Regulation where it's necessary (like exchanges) is understandable. Regulation of transactions between individuals and vendors for example is not reasonable. And virtual currency should prevent such regulations by its own design - i.e. there simply should be no technical way to regulate that.

You don't need to ban a protocol. You're free to play around with protocols all day, nobody cares.

What is absolutely crucial is to cut the link between that protocol and the financial system. And that is very, very simple. There are a few very centralised points where that happens, and those have to follow laws.

They are starting to get cut off already, and these kinds of catastrophes are going to drive the effort to make that happen even quicker.


I don't think it should be regulation as much as made illegal. I'd encourage all governments to put policy in place to outlaw exchanging crypto for fiat. Until that policy takes action, you can convert still trade in your crypto.

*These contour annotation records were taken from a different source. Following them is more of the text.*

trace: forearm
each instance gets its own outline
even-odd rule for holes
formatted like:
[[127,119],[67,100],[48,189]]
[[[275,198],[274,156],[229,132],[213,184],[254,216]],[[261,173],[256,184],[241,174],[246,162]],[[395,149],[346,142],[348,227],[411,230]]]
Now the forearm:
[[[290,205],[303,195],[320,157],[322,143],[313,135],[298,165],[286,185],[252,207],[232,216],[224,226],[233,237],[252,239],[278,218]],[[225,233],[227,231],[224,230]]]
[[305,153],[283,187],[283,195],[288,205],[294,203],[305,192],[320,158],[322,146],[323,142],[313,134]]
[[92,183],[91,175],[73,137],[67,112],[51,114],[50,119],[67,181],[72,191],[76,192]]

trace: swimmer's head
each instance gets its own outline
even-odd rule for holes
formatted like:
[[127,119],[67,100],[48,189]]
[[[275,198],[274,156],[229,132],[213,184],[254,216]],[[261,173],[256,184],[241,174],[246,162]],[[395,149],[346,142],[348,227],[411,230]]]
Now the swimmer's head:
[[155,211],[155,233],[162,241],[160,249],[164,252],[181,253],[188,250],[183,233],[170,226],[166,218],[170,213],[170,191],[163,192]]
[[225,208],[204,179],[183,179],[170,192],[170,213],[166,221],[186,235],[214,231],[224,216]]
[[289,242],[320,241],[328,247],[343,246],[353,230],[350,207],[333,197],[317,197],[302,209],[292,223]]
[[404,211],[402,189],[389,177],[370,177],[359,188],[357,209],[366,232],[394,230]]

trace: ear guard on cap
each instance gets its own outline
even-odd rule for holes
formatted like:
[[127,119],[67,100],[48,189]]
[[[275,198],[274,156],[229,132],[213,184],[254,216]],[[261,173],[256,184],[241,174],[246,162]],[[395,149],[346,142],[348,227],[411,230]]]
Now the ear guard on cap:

Look at the regulations already imposed on exchanges. Consider the legal and tax liabilities businesses take on by involving themselves with cryptocurrencies. Some nations have outright banned exchange of their national currency for cryptocurrency.

If cryptocurrencies were not burdened by regulations, there wouldn't be the same informal market for person to person, cash to cryptocurrency transactions.


Regulation would be the least bad approach I think. The current crypto currency direction is untenable currently with the massive amounts of fraud present.

It’d be a stupid move to ban crypto. I’m very pro crypto, but we do need some regulation. It’s too easy to lose your account with no recourse currently. So just introduce ways for companies and consumers to be good actors.

I expect they will introduce tighter regulations, i.e. requiring a license to operate an exchange. But all that's going to do is harm legitimate users of virtual currencies...

Yeah, you can regulate crypto. But then, what's the point? Just have a permissioned regulated blockchain, without all that Proof of Waste nonsense.

Why wouldn’t the regulations apply to crypto?

I do not want financial regulation of virtual currency. I want people to be able to decide for themselves if they understand and are willing to take on risk - if they are not, then don't. Only allowing winners and losers and warts and unicorns will allow virtual currencies to find their place.

I DO want fraud prosecution, but we already have that.


Sure it can, it can just ban crypto currencies and start fining all businesses which accept them and/or allow exchanging them for fiat currencies. While technically people still be able to transfer them I'm not sure how useful that would be in practical terms.

I agree. I think it’s actually far more legislatively contained and reasonable to just ban currency-based applications of blockchain than such a prohibition.

It would be easier to target and lobby politicians to ban crypto exchanges. A stranded asset isn't worth much.

It's not possible or necessary. You can regulate them by controlling the entry/exit into fiat.

Right now, no crypto has value outside of: A) dollar backing, B) speculation/Ponzi schemes, or C) crime.


Regulators don’t have to ban cryptocurrency use among citizens, they only have to ban/overtax everyone trying to cash it out or to run a legal business in it, to reduce liquidity to a level when it’s more risky or expensive than regular laundering. Cryptokids may then play their encryption penny as usual.